Osteoporosis and osteoarthritis (OA) are more different than you might think. The similar names are confusing. The “osteo” means BONE. And “porosis” means POROUS.

Arthritis means joint inflammation.

Osteoporosis is a silent disease in so many ways, making you lose bone tissue, which leaves your bones weaker and prone to breaking. Left untreated, it can cause severe back pain, affect your ability to walk, alter your posture — and even cause you to be shorter in height.

A typical diagnostic for osteoporosis is Bone Mineral Density (BMD) test.

Osteoarthritis is a degenerative joint disease, often affecting Hips, Knees, Neck, Lower Back, and/or the Small Joints of the Hands.

OA, as it’s called, generally develops in joints that have seen heavy use and/or frequent injuries due to physical jobs or sports.
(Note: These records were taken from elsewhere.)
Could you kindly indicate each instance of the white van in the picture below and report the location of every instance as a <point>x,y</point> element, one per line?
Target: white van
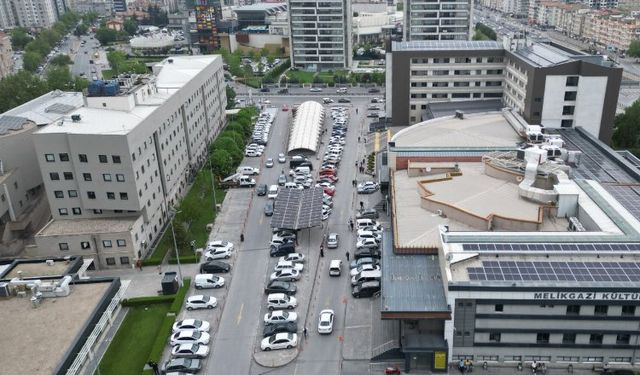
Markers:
<point>207,280</point>
<point>335,267</point>
<point>365,276</point>
<point>249,171</point>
And carrying excess body weight can contribute to its development.

OA can wear away the cartilage inside joints that provides cushioning for your bones. With the cushion gone, your bones will grind against each other when you move.

Osteoporosis involves bone loss that can lead to fractures, while Osteoarthritis causes joint inflammation, pain, and stiffness.

If you might expect you have either or (less common) both of these conditions, or have been alerted by your primary care or other doctor, it’s smart to see a Rheumatologist soonest.

With every rheumatic (joint/tissue pain) disease, a swift TTD (Time to Diagnosis) can make a difference regarding moving you into remission.